Every writer, published or not, paid or not, new or experienced, can relate to this. We all know the quiet pause, the lightning fast sizing up, the look that appears in the eyes of not all, but too many, when we summon our courage to admit that, yes indeed, “what I do is write”.
But, perhaps the most succinct and memorable statement on why one writer viewed his writing as work comes from Russian short story writer and essayist, Isaac Babel. Here is Babel’s marvelous (and remarkably helpful) statement on how hard he worked on his writing:
I work like a pack mule, but it’s my own choice. I’m like a galley slave who’s chained for life to his oar but who loves the oar. Everything about it . . . I go over each sentence, time and again. I start by cutting all the words it can do without. You have to keep your eye on the job because words are very sly, the rubbishy ones go into hiding and you have to dig them out—repetitions, synonyms, things that simply don’t mean anything. . . . I go over every image, metaphor, comparison, to see if they are fresh and accurate. If you can’t find the right adjective for a noun, leave it alone. Let the noun stand by itself. A comparison must be as accurate as a slide rule, and as natural as the smell of fennel. . . . I take out all the participles and adverbs I can. . . . Adverbs are lighter. They can even lend you wings in a way. But too many of them make the language spineless. . . . A noun needs only one adjective, the choicest. Only a genius can afford two adjectives to one noun. . . . Line is as important in prose as in an engraving. It has to be clear and hard. . . . But the most important thing of all . . . is not to kill the story by working on it. Or else all your labor has been in vain. It’s like walking a tight-rope.

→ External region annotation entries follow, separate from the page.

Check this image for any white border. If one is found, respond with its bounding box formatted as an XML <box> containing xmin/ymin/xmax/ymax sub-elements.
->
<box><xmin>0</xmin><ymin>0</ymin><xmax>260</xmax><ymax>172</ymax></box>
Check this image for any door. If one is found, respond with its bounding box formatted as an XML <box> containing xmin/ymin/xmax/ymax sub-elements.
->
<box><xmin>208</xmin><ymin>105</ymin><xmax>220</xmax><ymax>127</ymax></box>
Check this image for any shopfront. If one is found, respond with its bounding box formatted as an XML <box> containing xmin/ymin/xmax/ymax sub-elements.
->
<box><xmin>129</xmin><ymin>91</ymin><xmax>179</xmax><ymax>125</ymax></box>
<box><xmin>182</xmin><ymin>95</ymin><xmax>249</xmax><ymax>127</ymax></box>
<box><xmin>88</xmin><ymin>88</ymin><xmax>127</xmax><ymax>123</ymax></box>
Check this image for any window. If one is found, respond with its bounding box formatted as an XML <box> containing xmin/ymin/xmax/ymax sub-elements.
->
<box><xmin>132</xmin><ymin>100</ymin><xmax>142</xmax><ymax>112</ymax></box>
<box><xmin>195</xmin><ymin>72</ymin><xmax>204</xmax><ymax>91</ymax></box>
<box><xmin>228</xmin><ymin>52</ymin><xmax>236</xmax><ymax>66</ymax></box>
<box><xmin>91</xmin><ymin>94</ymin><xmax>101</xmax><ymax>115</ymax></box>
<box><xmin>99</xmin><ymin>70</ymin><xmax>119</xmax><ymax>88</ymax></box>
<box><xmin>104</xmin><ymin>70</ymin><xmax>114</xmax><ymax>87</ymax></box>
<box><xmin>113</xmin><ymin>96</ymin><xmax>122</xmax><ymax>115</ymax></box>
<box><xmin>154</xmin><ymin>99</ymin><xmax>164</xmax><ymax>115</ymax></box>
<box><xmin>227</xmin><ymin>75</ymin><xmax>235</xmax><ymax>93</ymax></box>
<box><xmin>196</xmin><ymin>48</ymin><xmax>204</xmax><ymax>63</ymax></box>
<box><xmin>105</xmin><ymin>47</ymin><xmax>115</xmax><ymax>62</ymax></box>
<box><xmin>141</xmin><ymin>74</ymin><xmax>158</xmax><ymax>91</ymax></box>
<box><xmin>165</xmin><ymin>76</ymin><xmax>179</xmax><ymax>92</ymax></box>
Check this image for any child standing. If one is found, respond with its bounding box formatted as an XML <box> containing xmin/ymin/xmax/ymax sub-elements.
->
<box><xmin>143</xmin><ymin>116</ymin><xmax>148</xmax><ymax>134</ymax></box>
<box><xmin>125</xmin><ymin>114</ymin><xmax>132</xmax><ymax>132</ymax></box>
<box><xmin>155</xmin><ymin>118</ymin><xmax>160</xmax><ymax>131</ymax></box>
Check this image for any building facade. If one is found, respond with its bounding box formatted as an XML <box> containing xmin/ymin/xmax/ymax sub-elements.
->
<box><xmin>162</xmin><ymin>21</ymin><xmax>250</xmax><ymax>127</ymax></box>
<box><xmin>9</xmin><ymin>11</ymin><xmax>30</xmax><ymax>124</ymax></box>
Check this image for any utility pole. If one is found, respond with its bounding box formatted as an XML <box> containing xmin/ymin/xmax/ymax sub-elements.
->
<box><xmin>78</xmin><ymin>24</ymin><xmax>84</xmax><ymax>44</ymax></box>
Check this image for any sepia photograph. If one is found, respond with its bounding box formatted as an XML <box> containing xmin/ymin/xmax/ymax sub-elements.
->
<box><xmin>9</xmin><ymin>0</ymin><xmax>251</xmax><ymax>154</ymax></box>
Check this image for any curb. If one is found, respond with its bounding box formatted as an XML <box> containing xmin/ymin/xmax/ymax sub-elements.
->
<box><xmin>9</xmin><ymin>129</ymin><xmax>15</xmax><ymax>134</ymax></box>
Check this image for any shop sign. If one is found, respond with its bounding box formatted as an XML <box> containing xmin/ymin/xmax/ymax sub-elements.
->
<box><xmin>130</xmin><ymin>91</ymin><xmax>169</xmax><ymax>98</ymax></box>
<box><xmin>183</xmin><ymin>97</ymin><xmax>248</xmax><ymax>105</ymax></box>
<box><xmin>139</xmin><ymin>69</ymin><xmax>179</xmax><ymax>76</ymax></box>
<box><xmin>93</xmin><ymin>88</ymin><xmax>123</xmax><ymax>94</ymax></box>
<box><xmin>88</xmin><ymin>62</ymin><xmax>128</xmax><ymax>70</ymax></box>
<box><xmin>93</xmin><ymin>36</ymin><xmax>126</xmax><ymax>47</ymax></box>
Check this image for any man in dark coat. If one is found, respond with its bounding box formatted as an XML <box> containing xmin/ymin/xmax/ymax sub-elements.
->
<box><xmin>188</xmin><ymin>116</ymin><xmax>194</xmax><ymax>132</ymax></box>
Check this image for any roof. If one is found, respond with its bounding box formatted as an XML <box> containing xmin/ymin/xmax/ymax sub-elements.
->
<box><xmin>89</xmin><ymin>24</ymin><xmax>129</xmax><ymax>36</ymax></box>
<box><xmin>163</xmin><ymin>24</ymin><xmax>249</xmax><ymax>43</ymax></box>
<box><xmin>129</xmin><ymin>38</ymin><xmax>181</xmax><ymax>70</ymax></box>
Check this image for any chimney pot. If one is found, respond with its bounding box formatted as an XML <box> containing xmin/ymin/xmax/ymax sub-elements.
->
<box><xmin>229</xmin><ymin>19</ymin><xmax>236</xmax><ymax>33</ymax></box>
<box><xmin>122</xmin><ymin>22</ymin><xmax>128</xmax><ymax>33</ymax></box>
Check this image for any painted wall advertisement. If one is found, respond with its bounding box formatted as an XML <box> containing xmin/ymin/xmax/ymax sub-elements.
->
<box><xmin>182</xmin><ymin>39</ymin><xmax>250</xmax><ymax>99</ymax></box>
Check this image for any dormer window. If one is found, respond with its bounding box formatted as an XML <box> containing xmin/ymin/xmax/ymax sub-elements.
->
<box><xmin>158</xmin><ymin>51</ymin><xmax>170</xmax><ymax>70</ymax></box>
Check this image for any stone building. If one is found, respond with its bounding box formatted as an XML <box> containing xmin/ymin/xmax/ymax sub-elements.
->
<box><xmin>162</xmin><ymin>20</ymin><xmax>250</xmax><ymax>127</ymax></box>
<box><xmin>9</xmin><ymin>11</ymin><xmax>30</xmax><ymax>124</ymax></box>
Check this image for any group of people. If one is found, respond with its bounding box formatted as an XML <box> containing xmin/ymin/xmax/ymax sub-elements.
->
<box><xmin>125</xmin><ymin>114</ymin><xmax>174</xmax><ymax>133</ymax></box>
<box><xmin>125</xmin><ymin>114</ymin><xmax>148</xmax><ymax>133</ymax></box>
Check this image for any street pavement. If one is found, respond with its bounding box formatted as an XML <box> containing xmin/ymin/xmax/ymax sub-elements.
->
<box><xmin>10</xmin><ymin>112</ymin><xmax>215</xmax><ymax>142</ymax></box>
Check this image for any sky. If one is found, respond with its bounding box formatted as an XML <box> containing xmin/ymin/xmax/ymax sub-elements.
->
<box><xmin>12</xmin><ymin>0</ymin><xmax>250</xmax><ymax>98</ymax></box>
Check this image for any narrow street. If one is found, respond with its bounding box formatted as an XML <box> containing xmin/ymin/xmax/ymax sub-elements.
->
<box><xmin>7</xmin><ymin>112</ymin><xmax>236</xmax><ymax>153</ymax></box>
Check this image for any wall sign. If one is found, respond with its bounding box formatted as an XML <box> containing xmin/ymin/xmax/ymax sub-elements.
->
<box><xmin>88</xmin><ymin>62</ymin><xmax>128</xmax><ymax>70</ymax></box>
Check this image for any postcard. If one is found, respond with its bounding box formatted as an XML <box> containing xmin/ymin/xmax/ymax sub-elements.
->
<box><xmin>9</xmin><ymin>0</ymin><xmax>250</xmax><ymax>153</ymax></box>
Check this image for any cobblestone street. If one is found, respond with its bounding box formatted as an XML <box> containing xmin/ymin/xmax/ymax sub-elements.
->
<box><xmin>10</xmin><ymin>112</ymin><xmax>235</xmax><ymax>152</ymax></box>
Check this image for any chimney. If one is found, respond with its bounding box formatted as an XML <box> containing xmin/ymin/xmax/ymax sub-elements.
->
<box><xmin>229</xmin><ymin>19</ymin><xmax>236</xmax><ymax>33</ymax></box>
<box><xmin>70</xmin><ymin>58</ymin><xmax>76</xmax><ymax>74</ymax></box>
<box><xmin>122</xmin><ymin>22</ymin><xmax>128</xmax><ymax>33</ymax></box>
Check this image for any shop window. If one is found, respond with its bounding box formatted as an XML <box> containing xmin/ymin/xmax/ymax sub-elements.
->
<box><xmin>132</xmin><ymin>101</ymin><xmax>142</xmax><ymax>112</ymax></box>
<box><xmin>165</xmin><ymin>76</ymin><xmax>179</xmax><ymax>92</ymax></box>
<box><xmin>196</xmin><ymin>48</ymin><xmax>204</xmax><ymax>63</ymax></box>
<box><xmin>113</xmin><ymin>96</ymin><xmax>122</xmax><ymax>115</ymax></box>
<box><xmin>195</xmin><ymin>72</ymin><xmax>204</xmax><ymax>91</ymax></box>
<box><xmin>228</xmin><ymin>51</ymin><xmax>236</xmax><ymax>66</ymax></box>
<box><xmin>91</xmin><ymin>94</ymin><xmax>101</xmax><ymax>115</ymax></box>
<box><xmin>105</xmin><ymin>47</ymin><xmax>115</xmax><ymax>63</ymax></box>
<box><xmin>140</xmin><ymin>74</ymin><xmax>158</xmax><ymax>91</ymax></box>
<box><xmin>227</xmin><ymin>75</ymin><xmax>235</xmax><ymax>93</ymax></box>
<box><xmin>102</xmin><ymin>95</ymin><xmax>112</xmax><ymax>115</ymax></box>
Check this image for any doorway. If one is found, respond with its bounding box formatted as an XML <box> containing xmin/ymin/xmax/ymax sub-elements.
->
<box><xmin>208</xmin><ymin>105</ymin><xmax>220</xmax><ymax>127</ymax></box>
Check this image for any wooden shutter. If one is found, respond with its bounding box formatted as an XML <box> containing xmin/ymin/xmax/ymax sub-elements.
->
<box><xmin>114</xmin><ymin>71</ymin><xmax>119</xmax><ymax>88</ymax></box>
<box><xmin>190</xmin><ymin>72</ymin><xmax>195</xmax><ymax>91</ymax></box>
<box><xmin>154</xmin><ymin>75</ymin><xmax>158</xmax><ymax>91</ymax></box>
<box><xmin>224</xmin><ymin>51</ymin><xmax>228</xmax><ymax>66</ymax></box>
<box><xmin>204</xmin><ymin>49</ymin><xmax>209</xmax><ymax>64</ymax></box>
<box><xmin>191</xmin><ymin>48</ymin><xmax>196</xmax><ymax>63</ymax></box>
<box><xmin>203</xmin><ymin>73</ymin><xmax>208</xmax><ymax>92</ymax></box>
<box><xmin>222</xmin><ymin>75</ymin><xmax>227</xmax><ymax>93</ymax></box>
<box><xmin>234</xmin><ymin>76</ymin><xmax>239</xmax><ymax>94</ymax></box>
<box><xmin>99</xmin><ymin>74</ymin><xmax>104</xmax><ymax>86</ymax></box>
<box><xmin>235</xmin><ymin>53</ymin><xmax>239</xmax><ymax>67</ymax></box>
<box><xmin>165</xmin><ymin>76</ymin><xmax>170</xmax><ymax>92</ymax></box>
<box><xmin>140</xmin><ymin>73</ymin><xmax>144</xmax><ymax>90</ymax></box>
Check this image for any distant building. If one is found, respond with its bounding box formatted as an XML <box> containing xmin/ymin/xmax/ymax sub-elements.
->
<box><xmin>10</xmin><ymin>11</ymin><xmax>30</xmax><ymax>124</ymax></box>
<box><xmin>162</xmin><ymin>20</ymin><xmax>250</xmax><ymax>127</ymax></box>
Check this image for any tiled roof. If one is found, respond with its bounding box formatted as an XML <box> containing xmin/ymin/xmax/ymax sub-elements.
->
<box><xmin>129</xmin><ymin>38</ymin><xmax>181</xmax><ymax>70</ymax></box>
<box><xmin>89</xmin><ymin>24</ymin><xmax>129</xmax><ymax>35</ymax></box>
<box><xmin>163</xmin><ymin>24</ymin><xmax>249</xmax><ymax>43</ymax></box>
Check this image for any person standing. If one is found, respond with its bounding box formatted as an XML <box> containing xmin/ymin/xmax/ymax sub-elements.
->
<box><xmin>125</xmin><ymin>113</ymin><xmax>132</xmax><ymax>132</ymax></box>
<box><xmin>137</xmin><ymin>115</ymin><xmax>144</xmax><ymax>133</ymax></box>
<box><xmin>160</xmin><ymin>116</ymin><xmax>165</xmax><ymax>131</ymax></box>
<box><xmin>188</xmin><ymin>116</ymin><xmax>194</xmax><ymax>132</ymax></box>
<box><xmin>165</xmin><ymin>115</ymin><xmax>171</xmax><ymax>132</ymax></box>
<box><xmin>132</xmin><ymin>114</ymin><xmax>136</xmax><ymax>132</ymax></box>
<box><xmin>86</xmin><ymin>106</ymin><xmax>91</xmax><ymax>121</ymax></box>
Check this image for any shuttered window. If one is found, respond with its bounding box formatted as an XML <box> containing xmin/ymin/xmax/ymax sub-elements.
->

Well, there it is. . . . We ought all to take an oath not to mess up our job.
From Reading Like A Writer by Francine Prose, Harper Collins Publishers, 2006, p 263.
Our job! There is not a shred of doubt that Babel took his work with the utmost seriousness, and viewed everything he did to further his writing as his life’s work.
His life’s work; interesting; we’re straying far from mere work here. Life’s work implies something loftier than mere everyday work. It implies a calling, a devotion, a dedication that goes beyond what most do day to day in the workplace.
Is writing an invigorating pastime one runs to when time and other demands allow? Or, is writing work, serious work? Does it rise to a calling? A craft, an art form, a passion, a compulsion, even an addiction?
I believe it’s all of the above. It takes time, effort, skill, and application. It’s not always fun, and it’s often cuttingly difficult. And yes, sometimes boring. Put this way, writing sounds like “work” to me.
But, like Babel, I do feel that I “work like a pack mule” on my writing. And, yes, it’s my own choice; I am chained to the oar, and I love the oar! Heard this way, writing lofts into a calling, and can border on compulsion.
And, like Richard Ford, I also use “work” to describe what I do because it comes closest to conveying, as Ford states, that “…when I do it, I mean it, and would like you to take it and me seriously”.